Credit cards: All major.
Parking: Free in shopping center lot.
Dress code: Jeans and Ts to Buckhead casual (blazers and tasseled loafers).
Fifteen years ago, Karen Hilliard opened Georgia Grille in south Buckhead, after returning to town from Texas.
Closing her nine-table restaurant called Peach’s and packing her battered old Coca-Cola cooler into a truck, she’d arrived determined to bring Southwestern flavors to the Old South.
Named for Southwestern artist Georgia O’Keeffe, the restaurant is small (Hilliard’s office is a loft she climbs a ladder to reach), and the menu short, but success has been sweet: Hilliard’s uncanny understanding of her niche in the market brings back a dedicated corps of loyalists, along with lots of neighborhood types.
“I have some customers who were there the first week we opened, and have been coming ever since,” she says. “Every Sunday night, I know who’s going to be there, and where they’re going to sit.”
Somehow, despite Hilliard’s success, her restaurant keeps a low profile, unknown even among many foodies. (That may change soon, as Hilliard launches a line of frozen Southwestern foods on QVC.)
The menu has changed little over the years, with so many items becoming favorites, she says, that “I couldn’t take them off if I tried.” It all sounds simple enough — Southwestern greatest hits like guacamole, cheese dip, quesadillas, pork tenderloin fajitas, grilled yellowfin tuna and a flat iron steak.
Each dish, however, has a fresh twist.
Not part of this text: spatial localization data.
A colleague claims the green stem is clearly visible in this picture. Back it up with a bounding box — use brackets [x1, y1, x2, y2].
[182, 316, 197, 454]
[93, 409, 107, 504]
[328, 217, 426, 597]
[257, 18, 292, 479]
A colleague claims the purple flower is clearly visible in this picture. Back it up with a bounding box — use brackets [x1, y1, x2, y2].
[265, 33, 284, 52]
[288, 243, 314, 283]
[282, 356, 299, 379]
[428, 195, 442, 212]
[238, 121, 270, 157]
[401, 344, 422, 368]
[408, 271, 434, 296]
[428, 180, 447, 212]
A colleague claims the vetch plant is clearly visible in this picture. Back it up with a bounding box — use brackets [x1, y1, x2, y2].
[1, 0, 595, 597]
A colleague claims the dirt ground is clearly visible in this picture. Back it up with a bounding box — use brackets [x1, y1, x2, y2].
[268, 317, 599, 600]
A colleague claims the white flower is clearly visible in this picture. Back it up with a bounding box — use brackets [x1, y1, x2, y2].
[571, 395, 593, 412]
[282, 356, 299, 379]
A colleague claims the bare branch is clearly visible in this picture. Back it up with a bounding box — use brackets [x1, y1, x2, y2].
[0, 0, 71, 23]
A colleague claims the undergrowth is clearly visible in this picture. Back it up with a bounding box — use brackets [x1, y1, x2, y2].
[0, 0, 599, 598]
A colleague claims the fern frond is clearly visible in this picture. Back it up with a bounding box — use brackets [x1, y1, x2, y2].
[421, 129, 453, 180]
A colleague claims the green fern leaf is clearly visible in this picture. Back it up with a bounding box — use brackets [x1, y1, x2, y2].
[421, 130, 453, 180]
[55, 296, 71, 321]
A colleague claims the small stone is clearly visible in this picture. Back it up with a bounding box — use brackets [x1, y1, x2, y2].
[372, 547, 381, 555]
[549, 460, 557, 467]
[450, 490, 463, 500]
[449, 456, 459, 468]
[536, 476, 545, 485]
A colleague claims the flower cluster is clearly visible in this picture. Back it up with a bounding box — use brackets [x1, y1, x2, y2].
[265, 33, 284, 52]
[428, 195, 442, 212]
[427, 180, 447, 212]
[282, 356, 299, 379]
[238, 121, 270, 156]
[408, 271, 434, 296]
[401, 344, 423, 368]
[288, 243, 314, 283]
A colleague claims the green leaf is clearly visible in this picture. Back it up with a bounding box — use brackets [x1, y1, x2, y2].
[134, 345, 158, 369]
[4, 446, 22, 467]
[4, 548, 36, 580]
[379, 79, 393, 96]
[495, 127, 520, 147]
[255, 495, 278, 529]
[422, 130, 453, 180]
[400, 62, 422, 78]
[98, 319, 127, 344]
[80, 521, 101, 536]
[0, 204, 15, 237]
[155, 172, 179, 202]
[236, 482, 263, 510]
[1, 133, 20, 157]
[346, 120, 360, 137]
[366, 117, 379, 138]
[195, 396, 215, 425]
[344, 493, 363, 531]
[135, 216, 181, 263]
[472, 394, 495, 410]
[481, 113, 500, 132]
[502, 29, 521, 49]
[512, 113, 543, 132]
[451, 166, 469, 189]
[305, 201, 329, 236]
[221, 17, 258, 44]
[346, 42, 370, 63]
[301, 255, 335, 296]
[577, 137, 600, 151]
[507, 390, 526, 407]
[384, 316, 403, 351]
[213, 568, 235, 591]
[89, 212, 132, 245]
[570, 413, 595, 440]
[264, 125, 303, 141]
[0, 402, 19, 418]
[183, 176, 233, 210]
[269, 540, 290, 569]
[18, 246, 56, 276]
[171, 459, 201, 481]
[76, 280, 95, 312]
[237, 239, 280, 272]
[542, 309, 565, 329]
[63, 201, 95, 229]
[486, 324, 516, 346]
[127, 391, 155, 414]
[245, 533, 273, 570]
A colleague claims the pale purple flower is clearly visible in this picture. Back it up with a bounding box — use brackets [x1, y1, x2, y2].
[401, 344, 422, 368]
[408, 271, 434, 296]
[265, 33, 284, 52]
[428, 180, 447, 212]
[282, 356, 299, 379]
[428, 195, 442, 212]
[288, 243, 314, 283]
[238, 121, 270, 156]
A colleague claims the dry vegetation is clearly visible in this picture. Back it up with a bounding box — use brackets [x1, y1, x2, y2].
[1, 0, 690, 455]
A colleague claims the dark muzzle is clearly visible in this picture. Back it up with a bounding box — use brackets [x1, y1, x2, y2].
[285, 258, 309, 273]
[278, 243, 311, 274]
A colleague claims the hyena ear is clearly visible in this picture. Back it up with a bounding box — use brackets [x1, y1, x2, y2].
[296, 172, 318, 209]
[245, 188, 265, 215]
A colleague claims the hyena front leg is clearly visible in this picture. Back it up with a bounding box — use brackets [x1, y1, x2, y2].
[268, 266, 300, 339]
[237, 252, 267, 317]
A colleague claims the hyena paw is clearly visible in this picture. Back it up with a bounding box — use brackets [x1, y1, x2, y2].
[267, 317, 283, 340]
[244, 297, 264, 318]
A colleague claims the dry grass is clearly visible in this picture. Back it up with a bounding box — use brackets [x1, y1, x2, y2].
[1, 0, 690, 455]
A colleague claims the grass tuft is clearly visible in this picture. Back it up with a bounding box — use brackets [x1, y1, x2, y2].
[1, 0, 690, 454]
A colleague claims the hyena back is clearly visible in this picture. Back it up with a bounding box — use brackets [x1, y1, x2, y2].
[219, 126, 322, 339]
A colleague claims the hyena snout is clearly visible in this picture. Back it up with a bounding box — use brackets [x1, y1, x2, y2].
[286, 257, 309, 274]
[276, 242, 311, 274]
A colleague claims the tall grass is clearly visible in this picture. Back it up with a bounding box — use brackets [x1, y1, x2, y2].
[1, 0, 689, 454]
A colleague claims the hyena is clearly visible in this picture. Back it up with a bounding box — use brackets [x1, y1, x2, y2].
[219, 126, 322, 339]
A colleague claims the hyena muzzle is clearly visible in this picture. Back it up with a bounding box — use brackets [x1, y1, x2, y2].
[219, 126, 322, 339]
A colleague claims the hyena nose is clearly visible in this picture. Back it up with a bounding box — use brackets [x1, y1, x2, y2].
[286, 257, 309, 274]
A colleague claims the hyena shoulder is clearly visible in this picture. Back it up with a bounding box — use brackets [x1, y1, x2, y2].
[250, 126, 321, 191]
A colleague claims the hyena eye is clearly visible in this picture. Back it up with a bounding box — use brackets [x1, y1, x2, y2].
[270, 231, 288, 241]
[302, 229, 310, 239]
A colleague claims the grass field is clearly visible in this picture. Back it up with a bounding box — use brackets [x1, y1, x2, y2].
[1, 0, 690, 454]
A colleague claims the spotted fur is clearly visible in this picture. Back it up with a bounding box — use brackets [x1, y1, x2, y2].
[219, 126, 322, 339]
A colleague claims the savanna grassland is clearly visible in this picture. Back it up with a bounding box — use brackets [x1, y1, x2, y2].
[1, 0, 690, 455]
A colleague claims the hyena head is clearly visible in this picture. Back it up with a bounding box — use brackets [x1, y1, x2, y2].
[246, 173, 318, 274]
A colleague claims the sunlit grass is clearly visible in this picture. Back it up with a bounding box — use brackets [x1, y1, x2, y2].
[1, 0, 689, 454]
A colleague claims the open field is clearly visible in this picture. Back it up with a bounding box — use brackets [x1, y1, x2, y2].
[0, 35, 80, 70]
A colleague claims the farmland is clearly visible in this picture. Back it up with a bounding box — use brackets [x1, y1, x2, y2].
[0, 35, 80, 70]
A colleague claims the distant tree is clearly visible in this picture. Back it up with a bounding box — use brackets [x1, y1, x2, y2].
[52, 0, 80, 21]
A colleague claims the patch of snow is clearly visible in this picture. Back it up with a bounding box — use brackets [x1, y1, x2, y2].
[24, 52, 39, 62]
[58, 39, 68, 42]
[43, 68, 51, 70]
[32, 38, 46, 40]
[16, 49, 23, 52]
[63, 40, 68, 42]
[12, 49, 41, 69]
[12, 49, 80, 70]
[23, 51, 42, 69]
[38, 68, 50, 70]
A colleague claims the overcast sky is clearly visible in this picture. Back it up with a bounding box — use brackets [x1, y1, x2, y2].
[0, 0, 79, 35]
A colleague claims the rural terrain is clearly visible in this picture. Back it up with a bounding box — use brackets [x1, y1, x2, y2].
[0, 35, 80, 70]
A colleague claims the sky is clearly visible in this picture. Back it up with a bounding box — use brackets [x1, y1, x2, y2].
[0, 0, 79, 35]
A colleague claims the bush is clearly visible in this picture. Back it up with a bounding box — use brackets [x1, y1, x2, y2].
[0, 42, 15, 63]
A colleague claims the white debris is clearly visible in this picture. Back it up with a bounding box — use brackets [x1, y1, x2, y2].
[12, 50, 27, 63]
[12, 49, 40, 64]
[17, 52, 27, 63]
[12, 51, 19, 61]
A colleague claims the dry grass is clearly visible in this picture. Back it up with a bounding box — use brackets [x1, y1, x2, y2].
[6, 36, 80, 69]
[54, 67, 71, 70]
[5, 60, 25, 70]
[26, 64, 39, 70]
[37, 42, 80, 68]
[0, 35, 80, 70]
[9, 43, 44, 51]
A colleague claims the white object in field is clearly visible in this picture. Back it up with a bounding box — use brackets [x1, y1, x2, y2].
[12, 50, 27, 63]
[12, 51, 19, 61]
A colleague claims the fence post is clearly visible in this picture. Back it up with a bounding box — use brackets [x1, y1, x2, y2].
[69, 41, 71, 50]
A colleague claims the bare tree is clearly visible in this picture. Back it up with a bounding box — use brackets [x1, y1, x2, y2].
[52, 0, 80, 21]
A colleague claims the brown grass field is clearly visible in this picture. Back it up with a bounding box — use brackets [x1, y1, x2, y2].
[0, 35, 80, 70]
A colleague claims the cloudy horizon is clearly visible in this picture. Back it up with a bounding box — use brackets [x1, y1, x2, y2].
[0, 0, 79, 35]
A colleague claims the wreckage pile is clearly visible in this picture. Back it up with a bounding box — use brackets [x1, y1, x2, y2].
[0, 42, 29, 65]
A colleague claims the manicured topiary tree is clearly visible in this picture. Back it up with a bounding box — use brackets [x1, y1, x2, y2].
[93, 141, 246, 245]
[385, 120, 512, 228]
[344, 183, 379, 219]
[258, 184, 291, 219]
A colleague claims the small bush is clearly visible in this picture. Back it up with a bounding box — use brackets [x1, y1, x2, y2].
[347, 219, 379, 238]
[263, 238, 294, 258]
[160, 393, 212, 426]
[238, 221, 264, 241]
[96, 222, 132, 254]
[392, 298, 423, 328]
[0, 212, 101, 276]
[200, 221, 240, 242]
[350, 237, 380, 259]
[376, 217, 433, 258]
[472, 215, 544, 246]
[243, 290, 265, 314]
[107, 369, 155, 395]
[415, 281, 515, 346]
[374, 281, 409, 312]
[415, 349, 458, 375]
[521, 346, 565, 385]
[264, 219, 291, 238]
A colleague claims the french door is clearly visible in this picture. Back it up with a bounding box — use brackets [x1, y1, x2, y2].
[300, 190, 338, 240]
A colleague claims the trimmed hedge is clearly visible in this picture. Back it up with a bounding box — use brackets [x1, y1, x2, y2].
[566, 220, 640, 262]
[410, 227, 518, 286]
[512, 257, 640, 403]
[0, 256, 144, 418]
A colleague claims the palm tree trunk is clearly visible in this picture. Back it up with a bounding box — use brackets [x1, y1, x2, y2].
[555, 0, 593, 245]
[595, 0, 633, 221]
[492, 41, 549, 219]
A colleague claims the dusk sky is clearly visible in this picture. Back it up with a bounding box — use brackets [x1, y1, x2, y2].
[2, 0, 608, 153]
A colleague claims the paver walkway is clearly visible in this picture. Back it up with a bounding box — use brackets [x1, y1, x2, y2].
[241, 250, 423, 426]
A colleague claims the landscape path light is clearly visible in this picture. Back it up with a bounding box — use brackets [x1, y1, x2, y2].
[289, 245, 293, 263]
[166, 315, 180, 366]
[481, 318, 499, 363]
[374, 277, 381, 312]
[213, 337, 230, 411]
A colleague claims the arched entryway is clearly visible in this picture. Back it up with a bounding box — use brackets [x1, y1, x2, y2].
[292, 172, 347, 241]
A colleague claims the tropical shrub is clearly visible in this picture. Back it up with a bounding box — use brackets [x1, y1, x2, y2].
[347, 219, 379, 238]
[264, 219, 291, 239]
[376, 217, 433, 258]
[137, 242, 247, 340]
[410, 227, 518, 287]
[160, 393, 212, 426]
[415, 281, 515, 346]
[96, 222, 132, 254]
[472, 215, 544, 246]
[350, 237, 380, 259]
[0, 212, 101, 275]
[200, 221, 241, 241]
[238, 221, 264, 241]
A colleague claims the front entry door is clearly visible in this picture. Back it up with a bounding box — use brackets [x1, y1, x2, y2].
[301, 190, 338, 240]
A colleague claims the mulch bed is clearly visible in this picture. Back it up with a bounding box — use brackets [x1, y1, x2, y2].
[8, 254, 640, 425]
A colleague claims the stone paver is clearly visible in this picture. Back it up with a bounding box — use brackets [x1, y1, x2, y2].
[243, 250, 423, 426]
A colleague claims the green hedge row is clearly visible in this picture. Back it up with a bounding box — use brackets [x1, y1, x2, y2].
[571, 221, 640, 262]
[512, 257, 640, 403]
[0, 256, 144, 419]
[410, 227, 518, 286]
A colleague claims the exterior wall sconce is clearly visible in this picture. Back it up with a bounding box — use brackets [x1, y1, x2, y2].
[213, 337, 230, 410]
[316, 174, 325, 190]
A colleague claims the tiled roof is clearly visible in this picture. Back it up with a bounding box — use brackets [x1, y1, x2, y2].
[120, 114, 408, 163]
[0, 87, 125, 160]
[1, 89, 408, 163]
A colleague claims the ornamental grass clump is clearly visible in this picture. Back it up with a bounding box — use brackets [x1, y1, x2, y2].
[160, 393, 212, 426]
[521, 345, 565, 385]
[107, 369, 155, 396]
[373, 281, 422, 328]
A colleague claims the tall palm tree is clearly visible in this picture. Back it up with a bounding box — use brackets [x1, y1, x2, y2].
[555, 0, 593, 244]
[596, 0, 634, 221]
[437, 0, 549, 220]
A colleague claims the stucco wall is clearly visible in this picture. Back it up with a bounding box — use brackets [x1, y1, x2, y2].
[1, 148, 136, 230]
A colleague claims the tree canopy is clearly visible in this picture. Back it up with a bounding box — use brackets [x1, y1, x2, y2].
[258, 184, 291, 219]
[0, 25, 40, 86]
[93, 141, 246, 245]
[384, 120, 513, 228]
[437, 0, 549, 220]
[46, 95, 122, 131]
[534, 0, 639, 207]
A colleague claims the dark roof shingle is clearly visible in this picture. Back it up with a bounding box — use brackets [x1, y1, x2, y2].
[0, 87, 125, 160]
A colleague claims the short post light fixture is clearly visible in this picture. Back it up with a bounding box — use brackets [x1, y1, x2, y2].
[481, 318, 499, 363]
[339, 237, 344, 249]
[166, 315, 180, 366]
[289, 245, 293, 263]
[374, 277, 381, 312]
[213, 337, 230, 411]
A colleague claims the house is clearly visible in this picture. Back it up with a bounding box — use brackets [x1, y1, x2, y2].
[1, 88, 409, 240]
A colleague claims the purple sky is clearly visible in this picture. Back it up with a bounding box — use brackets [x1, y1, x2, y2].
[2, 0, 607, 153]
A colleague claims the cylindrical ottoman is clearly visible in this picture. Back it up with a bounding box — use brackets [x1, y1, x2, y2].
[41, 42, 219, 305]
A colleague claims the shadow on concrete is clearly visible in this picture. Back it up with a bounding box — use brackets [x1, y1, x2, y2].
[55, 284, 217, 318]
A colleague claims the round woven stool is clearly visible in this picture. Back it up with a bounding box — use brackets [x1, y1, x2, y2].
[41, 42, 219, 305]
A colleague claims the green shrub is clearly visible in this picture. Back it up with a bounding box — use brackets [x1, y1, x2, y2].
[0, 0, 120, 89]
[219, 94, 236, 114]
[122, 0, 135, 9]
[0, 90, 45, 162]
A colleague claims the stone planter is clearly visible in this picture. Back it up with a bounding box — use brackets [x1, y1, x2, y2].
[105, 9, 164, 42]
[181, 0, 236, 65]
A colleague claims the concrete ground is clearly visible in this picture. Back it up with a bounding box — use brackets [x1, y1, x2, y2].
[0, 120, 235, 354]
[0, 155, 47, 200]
Take, for example the “hot shots” — known in every cantina between here and Hoboken as “poppers”: usually frozen, breaded, deep-fried jalapenos, oozing with cream cheese. At the Georgia Grille, the fresh-cut jalapenos are sheathed in crisp cornmeal, with melting queso innards and black beans and salsa on the side. The “Southwestern mac-and-cheese” is baked in a poblano pepper. Rich bacon-buttermilk dressing adorns the organic field green salad.
At $27, the lobster enchilada is by far the priciest on the menu, but, says Hilliard, the last dish she could pry out of her customers’ firmly clenched fists. I can see why: Creamily simple, in a smoked red pepper reduction, the big lobster lumps peek out from under the flour tortilla like slugabeds on a school day. A friend who ordinarily hates all crustaceans was so taken with it he vowed to order it on his next visit.
Fussy and prickly-spiced as the lobster enchiladas were simple and serene, the pork tenderloin fajitas look like a paint-by-numbers portrait on the plate, each element in its own clearly defined area, snapping into a unified view only with a step back: Apple-cider-marinated pork, apple red chile chutney, fried collards, black beans, creamed corn salsa, caramelized onions, all served with flour tortillas, link familiar Southern sweetness with distinctly Southwestern heat.
Hilliard offers a small, but carefully chosen wine list, with wine-enthusiast labels like Rodney Strong, Caymus, Frog’s Leap and Bonnie Doon. But if you like margaritas, this is the place — sip one of the Grille’s fresh-squeezed key lime versions, rimmed with salt and served straight up. Unlike most overly sweet restaurant margaritas, this is a pleasantly balanced drink, made with Sauza Gold tequila. (You’ll also find aged Corazon tequila, for sipping.)
For dessert, there are never more than two or three choices, but mine is always cobbler: Here, it’s a heap of mixed berries with lightly sweetened crust, and a big scoop of ice cream. If you’ve ever been berry-picking, one bite will unleash more memories than Proust’s madeleine.
If the Georgia Grille is a well-kept secret, it’s one that’s made for sharing.